If desired, I suppose one might have a mode for CSV here, with just one header at the top to make it easier to import to spread sheets, but frankly, it would be less hassle to write a 2-3 line perl file format converter for that.
Down the road I can add things like commands from the PC to put the thing in some other mode if we can think of a reason to do that. For now, the KISS methodology rules. The hardware will be ready at any rate, no point not hooking it up.
I already have most of a PCB layout, I'd done one for a 28 pin pic with rs232 a long time ago, and making the new one will mostly involve removing things from that which aren't needed here.
Somewhere along the way, the RJ-11-6 connector I used then became completely unavailable, and all the new ones reverse the pin footprint, which is a shame as that board was almost single sided (would be with two jumpers).
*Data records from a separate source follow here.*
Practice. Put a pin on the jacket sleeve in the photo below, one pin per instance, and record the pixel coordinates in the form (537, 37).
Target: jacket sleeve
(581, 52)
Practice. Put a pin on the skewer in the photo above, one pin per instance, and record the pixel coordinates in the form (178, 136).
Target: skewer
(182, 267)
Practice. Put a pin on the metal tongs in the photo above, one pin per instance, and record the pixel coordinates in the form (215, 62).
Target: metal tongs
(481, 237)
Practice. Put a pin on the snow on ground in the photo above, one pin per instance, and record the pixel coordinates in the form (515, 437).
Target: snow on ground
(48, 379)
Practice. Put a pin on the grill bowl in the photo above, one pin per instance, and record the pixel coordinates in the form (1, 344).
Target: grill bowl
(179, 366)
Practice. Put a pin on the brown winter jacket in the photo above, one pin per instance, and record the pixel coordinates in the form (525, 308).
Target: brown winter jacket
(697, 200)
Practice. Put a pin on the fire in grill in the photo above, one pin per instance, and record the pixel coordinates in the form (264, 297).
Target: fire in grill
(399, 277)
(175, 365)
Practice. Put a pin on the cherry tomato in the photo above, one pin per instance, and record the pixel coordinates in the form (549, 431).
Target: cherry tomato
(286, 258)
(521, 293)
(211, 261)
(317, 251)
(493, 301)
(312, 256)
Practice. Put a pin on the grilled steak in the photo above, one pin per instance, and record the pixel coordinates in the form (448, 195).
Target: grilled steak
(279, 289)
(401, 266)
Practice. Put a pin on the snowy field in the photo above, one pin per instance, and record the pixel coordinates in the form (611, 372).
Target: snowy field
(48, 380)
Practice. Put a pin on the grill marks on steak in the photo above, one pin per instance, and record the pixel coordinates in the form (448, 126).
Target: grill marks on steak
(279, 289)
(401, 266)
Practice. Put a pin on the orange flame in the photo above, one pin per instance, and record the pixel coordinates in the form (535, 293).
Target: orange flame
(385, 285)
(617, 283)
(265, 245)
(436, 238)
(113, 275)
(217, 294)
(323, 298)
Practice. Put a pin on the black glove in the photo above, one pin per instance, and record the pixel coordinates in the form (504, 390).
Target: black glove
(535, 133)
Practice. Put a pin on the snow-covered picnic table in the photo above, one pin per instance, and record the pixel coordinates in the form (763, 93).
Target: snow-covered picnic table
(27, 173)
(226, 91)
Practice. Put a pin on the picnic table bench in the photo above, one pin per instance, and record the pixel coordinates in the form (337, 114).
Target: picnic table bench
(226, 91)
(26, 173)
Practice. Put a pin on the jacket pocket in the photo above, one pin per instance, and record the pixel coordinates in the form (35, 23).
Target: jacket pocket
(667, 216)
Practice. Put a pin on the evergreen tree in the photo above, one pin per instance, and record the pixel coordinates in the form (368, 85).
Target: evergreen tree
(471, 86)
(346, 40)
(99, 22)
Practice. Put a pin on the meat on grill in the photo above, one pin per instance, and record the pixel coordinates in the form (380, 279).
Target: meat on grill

Turning all the pins around would make quite a mess, though. The plan is probably to make at least the first one here to check it, before sending it off to AP Circuits in Canada for the real ones. Converting my output to gerber files for them will be most of the total work! It can be a nightmare to get the aperature and drill files all correct and lining up, and the reason they only charge what they do for setup is they don't check -- you get what you sent them, else setup would be $300-$600 instead of whatever it is right now, usually under $100 for proto-1 service which is plenty high quality. Of course, if there's only going to be 3-5 ever built, I'll make the boards here and put in any jumpers needed. I can kind of do double sided, but not plated through holes, and for something this simple, there's no point in that.